Kenneth Kinman kennethkinman at webtv.net
Thu Feb 10 20:54:30 CST 2011


Hi Curtis,   
       Upon reflection, I guess enculturalization (enculturation)
probably shouldn't be applied to human children.  However, domesticated
animals are much different matter, since they can evolve at a much
greater rate.         
       Domestication basically forces the domesticated population to
adapt to human needs and culture (enculturalization). The domesticated
forms obviously underwent selection in favor of individuals which met
the needs of their human domesticators.  Sometimes (perhaps often) even
just a single gene change (especially for tameness) produced a lot of
other related changes (pleiotropy).  Their "germ plasma" therefore does
undergo important changes.  Russian scientists were able to accelerate
such changes in domesticated silver foxes within just the last 60 years,
producing foxes that are extremely dog-like in both behavior and
morphology.           
      The Russian experiment is just one extreme and accelerated example
of enculturation among domesticated species.  Those animals that adapt
to such domestication survive, while those which don't are increasingly
less able to reproduce in any comparable numbers.  When you have a world
increasingly dominated by larger and larger populations of humans, such
enculturalization becomes a significant factor in their differential
survival.  In terms of the past thousands or tens of thousands of years,
"unnatural" (human) selection has become more influential than broader
"natural" selection (with little or no human influence).

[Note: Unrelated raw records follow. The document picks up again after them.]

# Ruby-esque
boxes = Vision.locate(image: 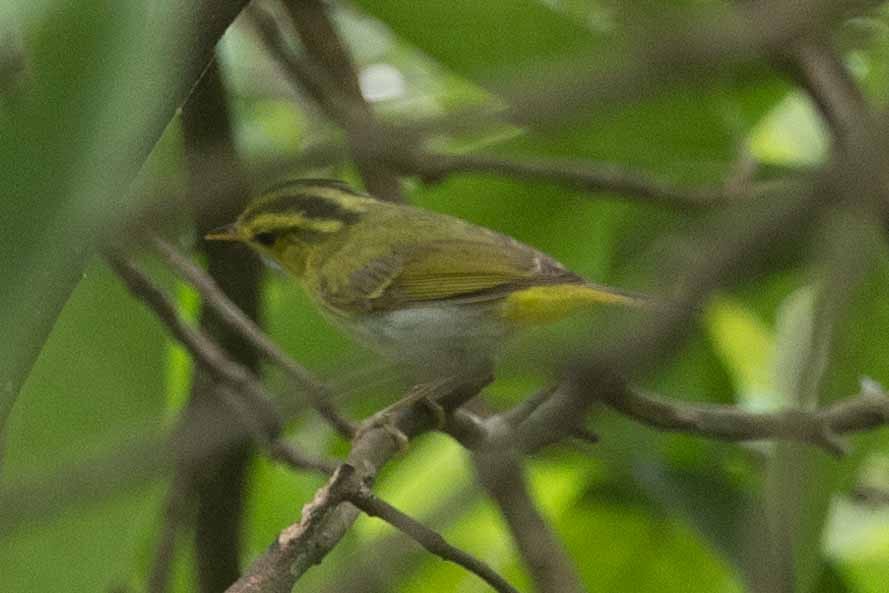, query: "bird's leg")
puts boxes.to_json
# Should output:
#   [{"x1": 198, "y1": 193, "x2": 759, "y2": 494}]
[{"x1": 358, "y1": 376, "x2": 457, "y2": 450}]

Not surprising
as human populations greatly increased folllowing the bottle-neck which
apparently occurred some 76,000 years ago.  Of course, whether to call
such human intervention "natural" or "unnatural" is a matter of human
debate and sematics.  I guess calling it "unnatural" is to be expected
as an increasingly unfair fight when humans now outnumber so many other
species (especially among so many vertebrate species and even lots of
other eukaryotic taxa).  
           ---------Ken                 
-----------------------------------------------------------     
Curtis wrote:
     What you write makes no sense. Enculturation does not affect the
germ plasm, and must be done anew every generation.